I like the idea of some student NPC's for RP purposes and there's a lot of cool material here. I should've mentioned though, my group is rotating DMing with like 7-8 session long campaigns before moving to a new one, so I'm not sure if all that crunch would fit in a handful of sessions.
Definitely if we feel like returning to the campaign later I'll want to work more of that in.
I like the idea of some student NPC's for RP purposes and there's a lot of cool material here. I should've mentioned though, my group is rotating DMing with like 7-8 session long campaigns before moving to a new one, so I'm not sure if all that crunch would fit in a handful of sessions.
If you have a clear sunset on the campaign/adventure, that makes it all the easier to implement at least one of the ideas Chicken Champ tossed out—with some tweaks.
Students as collectibles (with instructional effectiveness checks): I had already been thinking instructional effectiveness could be measured with Persuasion checks. If those checks made throughout all the sessions were tracked and totaled and were tied somehow to the number of students who wanted to go onto specialize in your subject next semester, you end the campaign with a gp bonus for teaching an “in-demand” subject. Other things done throughout the “semester” (your 7 weeks of play) also feed into that total.

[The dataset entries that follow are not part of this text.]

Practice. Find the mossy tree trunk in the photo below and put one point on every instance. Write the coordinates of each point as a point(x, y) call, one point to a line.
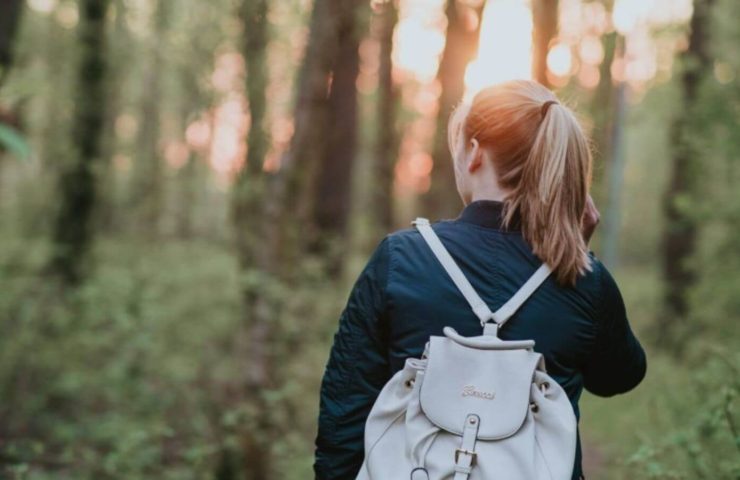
point(10, 15)
point(333, 178)
point(386, 148)
point(148, 192)
point(461, 46)
point(680, 234)
point(73, 229)
point(255, 252)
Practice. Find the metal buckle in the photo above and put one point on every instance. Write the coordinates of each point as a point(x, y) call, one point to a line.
point(459, 451)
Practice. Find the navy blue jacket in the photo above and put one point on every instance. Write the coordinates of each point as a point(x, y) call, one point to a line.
point(403, 296)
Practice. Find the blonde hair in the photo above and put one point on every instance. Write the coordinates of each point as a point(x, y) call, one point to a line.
point(542, 156)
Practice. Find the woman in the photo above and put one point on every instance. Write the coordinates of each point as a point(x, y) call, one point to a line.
point(522, 168)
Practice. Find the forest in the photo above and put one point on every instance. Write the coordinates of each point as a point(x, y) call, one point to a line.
point(189, 189)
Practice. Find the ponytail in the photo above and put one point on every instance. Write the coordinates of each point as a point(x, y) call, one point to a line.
point(542, 157)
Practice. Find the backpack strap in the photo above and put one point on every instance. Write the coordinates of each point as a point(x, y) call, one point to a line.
point(479, 307)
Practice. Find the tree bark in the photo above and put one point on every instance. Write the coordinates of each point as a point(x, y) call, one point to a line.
point(333, 179)
point(255, 249)
point(148, 192)
point(386, 149)
point(679, 237)
point(73, 232)
point(10, 15)
point(461, 46)
point(545, 16)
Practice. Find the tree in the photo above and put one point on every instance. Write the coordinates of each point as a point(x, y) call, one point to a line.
point(386, 148)
point(10, 14)
point(73, 231)
point(545, 16)
point(149, 194)
point(680, 231)
point(463, 31)
point(333, 178)
point(255, 253)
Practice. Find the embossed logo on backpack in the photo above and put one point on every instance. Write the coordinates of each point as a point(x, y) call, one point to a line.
point(470, 391)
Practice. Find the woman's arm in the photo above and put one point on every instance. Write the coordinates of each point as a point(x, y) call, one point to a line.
point(358, 368)
point(618, 362)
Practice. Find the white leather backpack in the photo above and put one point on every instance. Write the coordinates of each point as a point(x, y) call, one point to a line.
point(472, 408)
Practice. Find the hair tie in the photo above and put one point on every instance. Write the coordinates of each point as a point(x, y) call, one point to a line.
point(546, 106)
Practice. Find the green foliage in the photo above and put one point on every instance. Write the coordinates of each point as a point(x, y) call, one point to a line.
point(14, 142)
point(137, 373)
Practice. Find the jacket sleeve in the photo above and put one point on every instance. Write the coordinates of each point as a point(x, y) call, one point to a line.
point(618, 362)
point(357, 369)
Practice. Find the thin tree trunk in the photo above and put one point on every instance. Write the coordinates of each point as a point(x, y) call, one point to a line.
point(149, 182)
point(308, 144)
point(679, 237)
point(333, 179)
point(545, 16)
point(612, 213)
point(73, 233)
point(386, 150)
point(120, 49)
point(10, 15)
point(255, 249)
point(461, 46)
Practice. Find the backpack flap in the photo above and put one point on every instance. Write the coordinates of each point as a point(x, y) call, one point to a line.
point(492, 383)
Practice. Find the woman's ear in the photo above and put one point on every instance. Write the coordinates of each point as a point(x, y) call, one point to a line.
point(476, 156)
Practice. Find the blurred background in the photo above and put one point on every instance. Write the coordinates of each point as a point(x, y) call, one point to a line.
point(188, 190)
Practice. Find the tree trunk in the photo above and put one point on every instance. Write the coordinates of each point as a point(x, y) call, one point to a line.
point(73, 233)
point(120, 48)
point(333, 179)
point(10, 15)
point(545, 16)
point(386, 149)
point(679, 237)
point(255, 250)
point(615, 177)
point(461, 46)
point(308, 144)
point(148, 192)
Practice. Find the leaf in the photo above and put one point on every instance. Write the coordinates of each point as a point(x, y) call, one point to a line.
point(13, 141)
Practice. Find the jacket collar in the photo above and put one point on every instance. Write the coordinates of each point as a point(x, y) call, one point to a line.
point(486, 213)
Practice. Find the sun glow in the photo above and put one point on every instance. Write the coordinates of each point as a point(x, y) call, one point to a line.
point(505, 49)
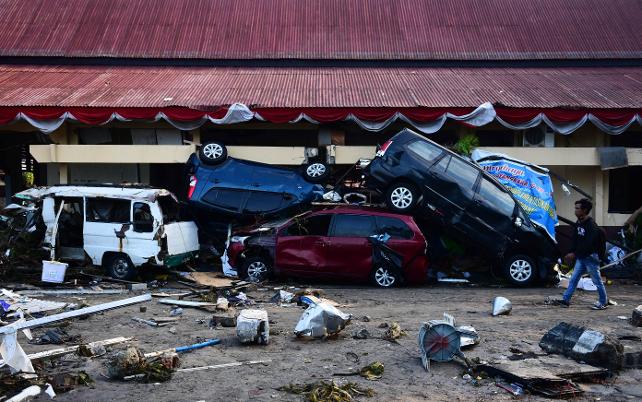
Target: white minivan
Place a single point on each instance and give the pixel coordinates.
(120, 228)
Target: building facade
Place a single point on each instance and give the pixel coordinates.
(121, 91)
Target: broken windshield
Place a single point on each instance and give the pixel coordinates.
(169, 208)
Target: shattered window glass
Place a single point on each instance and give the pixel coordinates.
(396, 228)
(317, 225)
(262, 202)
(496, 199)
(108, 210)
(354, 226)
(143, 219)
(225, 198)
(425, 150)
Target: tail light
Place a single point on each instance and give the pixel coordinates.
(192, 186)
(384, 148)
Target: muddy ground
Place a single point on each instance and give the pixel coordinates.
(297, 361)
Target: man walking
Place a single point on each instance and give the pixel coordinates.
(585, 251)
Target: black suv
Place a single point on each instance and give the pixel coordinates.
(420, 177)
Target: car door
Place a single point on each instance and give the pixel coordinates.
(302, 246)
(454, 185)
(401, 237)
(493, 209)
(349, 251)
(425, 155)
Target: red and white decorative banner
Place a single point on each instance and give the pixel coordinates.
(426, 120)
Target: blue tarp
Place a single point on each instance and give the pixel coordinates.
(531, 186)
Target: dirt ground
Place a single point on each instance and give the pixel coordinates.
(299, 361)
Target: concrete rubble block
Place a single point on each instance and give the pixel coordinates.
(252, 326)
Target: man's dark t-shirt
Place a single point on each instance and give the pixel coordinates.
(585, 238)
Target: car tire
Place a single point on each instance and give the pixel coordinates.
(520, 270)
(316, 172)
(384, 277)
(212, 153)
(119, 266)
(255, 269)
(402, 197)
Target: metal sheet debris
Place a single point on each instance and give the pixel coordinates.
(321, 320)
(501, 305)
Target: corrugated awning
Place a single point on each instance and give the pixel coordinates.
(563, 98)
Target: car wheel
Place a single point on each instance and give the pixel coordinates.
(255, 269)
(384, 277)
(120, 267)
(213, 153)
(520, 270)
(316, 172)
(402, 197)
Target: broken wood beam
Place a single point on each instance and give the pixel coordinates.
(72, 314)
(71, 349)
(186, 303)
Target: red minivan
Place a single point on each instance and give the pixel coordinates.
(331, 243)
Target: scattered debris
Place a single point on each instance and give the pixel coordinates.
(440, 340)
(321, 320)
(501, 305)
(148, 322)
(394, 332)
(361, 333)
(585, 345)
(372, 371)
(353, 357)
(282, 296)
(132, 364)
(636, 316)
(328, 391)
(252, 326)
(72, 349)
(222, 304)
(56, 336)
(186, 303)
(223, 321)
(28, 392)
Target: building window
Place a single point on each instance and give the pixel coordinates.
(624, 198)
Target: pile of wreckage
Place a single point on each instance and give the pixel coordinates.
(569, 353)
(126, 228)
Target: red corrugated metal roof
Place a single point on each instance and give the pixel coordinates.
(320, 87)
(323, 29)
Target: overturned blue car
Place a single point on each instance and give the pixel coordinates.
(224, 190)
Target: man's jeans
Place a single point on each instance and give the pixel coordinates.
(588, 264)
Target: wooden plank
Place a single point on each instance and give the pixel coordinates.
(72, 314)
(224, 365)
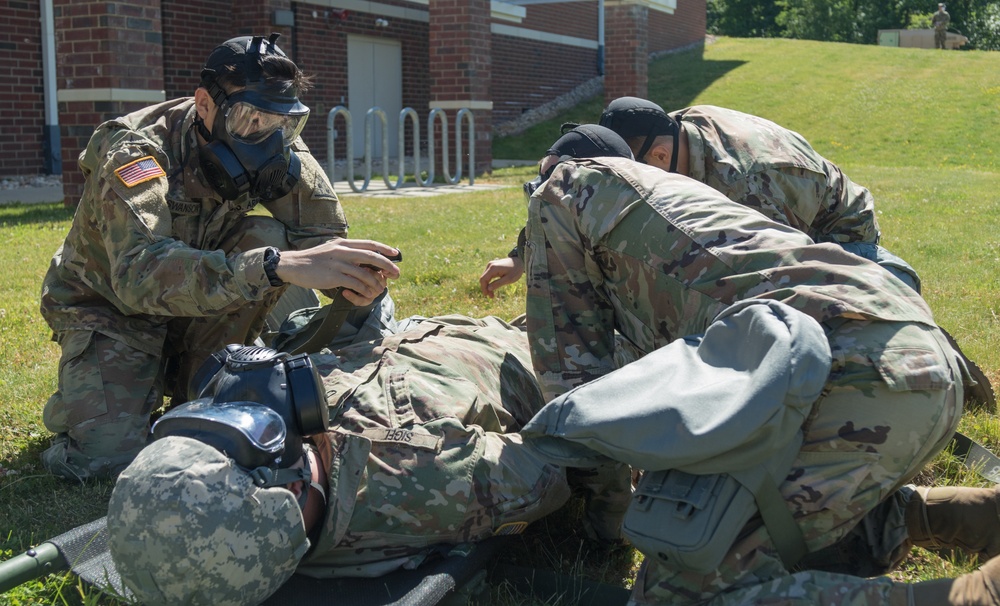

I’d need to think more about how that might look mechanically, but it seems like a great mini-game to put a bit of competitiveness between the players (who I assume represent different schools. Illusion, Abjuration, etc.) You could even make a “Teacher Of the Year” award to give to the player whose PC performed best at convincing students to specialize in his school, secured funding for the school, completed their research project (and maybe defended it before a panel of NPCs to earn their doctorate), dealt shrewdly with the government to maintain educational autonomy, and performed whatever other special tasks well. You’d want to tell them at session 0 that as teachers, they need a certain amount of Charisma to really get through to their students, so they probably shouldn’t dump that stat.
I really do think that’d be a great mini-game to give a long term goal to the party.
Well, remember that Persuasion doesn't always have to be Persuasion (Charisma). Sometimes students gravitate towards teachers that they find likable... but it could just as well be respect of their intellect (Intelligence), seeking out their Wisdom and advice (Wisdom), thinking they're physically attractive (Strength or Con), etc... especially in an academic setting, not everything has to be about who's nicest or has the smoothest tongue.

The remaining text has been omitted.